I am the roommate that needs to leave.
Chicago, Illinois.. the suburbs.
I'm not proud of the past year and a half. I was invited here to live while in a pinch, and for lack of other options, I took the opportunity. This person was an online friend of mine.
My initial plan was to be here temporarily and move on to more permanent residency in Las Vegas. I was told by the friend on the lease that I would always have a place here, that money was not an issue, and to stay as long as I wanted. Nothing in writing.
Not long thereafter, I fell into a deep, clinical depression, the likes of which sent me in to see both a therapist and a psychiatrist, but not before quite a few months of what could be considered nothingness. No job, aside from some freelance web design work. In the months preceding this, the roommate developed a deep, romantic interest in me.
Still.. she'd say it was never about money. I could stay as long as I needed. This changed quite a bit as she realized I would not return her affection.
Am I the roommate from Hell? I'd say not. I cost very little. I keep to myself in my little 11x9 room. I have been actively seeking therapy and trying to turn my life around. My goal was always to get out of here as soon as possible.

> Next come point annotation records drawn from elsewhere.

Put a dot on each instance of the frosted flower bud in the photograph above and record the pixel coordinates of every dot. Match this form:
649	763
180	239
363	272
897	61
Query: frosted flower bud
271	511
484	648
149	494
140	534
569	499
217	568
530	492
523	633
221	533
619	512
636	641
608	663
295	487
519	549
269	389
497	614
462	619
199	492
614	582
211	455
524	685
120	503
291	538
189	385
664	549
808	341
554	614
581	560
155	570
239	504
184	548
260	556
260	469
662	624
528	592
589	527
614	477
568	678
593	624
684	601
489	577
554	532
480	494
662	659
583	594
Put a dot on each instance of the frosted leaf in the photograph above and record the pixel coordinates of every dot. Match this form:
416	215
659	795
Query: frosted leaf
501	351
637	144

Since around the beginning of 2007.. things have taken a huge turn for the worse. She's become abusive, in the domestic sense. Not physically, but emotionally and mentally. The therapist and psychiatrist say that I am exhibiting all the symptoms of someone domestically abused.

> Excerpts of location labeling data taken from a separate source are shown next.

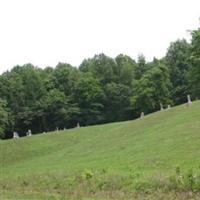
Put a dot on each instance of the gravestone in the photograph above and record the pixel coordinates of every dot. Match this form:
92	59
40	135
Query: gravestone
15	135
189	100
161	107
29	133
168	107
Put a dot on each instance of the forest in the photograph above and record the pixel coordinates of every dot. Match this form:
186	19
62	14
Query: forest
101	90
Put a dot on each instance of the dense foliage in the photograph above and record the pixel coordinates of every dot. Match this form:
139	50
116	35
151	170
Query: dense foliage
101	90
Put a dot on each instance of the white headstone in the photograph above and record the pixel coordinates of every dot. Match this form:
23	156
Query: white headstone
168	107
29	133
161	107
189	100
15	135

But knowing this, I am able to fight it. Still.. my goal is to get the hell out as soon as possible. She's made it tough. She argues that she wants me out, but then does things like shutting off the internet to keep me from doing web design projects and artwork that are making me the money I need to leave.
Today, she made a post on her blog, of all places, telling me to be out by the end of April. She thinks this constitutes "written notice" and is now threatening to have people come and remove my belongings from the home.
I realize I may look like a loser to some reading this. Especially after all the "I need my deadbeat roommate out of here" posts. I have never been intrusive or invasive. When I've had money.. I've tried to pay my roommate, but she'd hide the money back in my room. She would not accept my money.
I've got to have some rights here. I'm not a bad person.. just someone who fell on hard times. In some ways, I consider myself lucky for her support.. but it was obviously not out of the goodness of her heart. She wanted more from me.. and now that she's accepted the rejection, she thinks I can just be tossed out.
Please.. if any of you can give me some advice, I'd greatly appreciate it. I will answer any and all questions you have for me if it will help.